By Stacy Brown | PA Independent
HARRISBURG — A prison inmate costs Pennsylvania taxpayers about $35,000 a year, or roughly $14,000 more than the annual cost to attend Penn State University with room and board.
And, with Gov. Tom Corbett's proposed flat-level funding of $1.8 billion for the state Department of Corrections, or DOC, officials are seeking ways to be more frugal and efficient, which could mean earlier releases for some inmates. This comes at a time when inmates sent to out-of-state prisons are returning this year to Pennsylvania.
DOC Secretary John Wetzel is expected to appear before the state Senate Appropriations Committee on Monday to discuss Corbett's proposal and the department's plan to run prisons more efficiently."We're not just going to release inmates.
We have people who are ready to be paroled but aren’t released in a timely manner, because the system is inefficient, and that’s a waste of money," said department spokeswoman Sue Bensinger. "We just want to make the process smoother.

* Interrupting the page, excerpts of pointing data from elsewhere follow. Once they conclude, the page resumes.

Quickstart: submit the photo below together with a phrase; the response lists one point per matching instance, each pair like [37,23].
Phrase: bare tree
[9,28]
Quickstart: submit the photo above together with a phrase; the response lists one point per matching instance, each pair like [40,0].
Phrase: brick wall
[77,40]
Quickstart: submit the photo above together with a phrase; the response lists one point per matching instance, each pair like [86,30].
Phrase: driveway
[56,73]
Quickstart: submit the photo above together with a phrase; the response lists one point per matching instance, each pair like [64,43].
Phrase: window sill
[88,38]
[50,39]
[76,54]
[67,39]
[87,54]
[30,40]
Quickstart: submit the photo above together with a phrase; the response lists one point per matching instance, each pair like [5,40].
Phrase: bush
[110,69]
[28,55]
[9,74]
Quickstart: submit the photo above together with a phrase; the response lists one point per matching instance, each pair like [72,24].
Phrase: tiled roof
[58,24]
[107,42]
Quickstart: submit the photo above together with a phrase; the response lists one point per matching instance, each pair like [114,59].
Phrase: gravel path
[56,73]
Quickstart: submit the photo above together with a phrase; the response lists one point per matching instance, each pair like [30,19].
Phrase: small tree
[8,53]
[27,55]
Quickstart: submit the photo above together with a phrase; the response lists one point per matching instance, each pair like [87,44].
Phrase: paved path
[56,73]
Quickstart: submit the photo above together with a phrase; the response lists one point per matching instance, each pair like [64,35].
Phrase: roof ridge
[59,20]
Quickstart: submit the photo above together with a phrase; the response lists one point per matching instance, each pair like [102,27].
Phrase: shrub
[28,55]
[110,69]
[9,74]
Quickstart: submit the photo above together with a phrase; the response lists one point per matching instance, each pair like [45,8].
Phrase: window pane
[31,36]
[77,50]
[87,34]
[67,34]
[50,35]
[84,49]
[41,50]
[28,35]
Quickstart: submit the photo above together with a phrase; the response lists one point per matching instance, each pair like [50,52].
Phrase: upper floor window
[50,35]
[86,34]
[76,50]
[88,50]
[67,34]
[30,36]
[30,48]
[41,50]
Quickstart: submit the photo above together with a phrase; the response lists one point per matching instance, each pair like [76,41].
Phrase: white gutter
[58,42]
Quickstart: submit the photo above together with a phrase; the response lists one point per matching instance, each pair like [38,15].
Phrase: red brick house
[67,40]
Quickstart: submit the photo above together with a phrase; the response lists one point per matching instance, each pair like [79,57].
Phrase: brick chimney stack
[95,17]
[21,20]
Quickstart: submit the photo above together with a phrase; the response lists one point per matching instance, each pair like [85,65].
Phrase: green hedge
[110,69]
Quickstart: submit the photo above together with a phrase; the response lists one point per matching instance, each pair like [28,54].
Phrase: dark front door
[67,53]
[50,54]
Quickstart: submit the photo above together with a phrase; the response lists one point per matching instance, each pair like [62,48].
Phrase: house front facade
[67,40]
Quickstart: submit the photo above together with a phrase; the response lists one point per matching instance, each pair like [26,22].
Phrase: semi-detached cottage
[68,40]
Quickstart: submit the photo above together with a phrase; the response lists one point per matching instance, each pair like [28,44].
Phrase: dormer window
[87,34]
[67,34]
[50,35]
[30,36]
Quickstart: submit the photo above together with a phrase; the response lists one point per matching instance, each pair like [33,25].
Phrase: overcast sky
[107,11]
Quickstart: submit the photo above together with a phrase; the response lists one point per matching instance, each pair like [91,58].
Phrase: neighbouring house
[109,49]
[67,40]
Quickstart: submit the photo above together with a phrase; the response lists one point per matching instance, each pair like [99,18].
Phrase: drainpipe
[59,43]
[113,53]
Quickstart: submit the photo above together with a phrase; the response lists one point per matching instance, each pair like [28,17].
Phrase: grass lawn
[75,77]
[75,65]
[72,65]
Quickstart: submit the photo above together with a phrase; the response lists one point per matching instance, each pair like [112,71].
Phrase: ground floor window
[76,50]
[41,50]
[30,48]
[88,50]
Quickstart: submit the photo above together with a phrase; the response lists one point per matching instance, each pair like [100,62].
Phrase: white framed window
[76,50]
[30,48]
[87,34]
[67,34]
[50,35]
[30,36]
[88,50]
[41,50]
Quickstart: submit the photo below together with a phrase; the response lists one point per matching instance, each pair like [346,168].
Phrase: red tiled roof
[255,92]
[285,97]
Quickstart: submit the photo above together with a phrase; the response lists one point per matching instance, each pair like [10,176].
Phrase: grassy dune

We are not lowering the bar or changing our policy."
Bensinger said that while violent inmates will remain in custody, nonviolent inmates eligible for parole would be better served in community-based programs, such as drug and alcohol treatment facilities.
While those who have committed crimes such as murder, arson and aggravated assault are considered violent inmates, prisoners incarcerated for drug offenses, theft and white-collar crimes are viewed as nonviolent.
Still, the department must achieve better efficiency as about a third of the cases that come up for parole each day cannot be heard in a timely manner because of a lack of staff, Bensinger said.
Also, if the inmate is granted parole, the current time to process that new status is 101 days, she said.
"That is inefficient," Bensinger said. This inefficiency costs the taxpayer an extra $94.90 each day per inmate, according to the department.
The state currently houses 51,400 inmates, according to the DOC.
State funding to the department represents a 7.4 percent of Corbett's $28 billion budget, including $60 million in annual overtime costs.
Meanwhile, the prisoners sent to Michigan returned last year and those in Virginia are slated to be returned next month, according to the DOC. The decision to transfer inmates to these out-of-state prisons was made in 2010.
The 1,111 inmates sent to Michigan and the 1,010 sent to Virginia were at a cost of $62 per day, or $22,630 per year, a savings of about two-thirds the cost of keeping them here. Currently, it costs $94.90 per day for each inmate to be housed in Pennsylvania, according to the DOC.
Corbett recalled the inmates, because Pennsylvania decided to pay less money to counties in the commonwealth to house nonviolent state prisoners.
County facilities statewide, including Cambria, Beaver, Armstrong and Indiana, have been paid between $47 and $60 per day, per inmate, according to the Pittsburgh Post-Gazette.
Since it started accepting the nonviolent prisoners, Indiana County has earned an extra $1 million per year, said Indiana County Jail Warden Carol Hummel.
"It offsets my budget and goes in to the general fund," she said. "That's the advantage to the county."
Cambria also has earned an additional $1 million per year, while Armstrong took in $321,000 and Beaver raked in $328,000, according to independent calculations based on the number of inmates and the cost.
The state benefits, the warden continued, because it has its prisoners housed somewhere safe and at a lower cost. The inmates can even get some of the programming they need to be able to make parole. "It's been a win-win-win," Hummel said.
Monday's hearing is scheduled for 1 p.m. in the North Office Building of the state Capitol.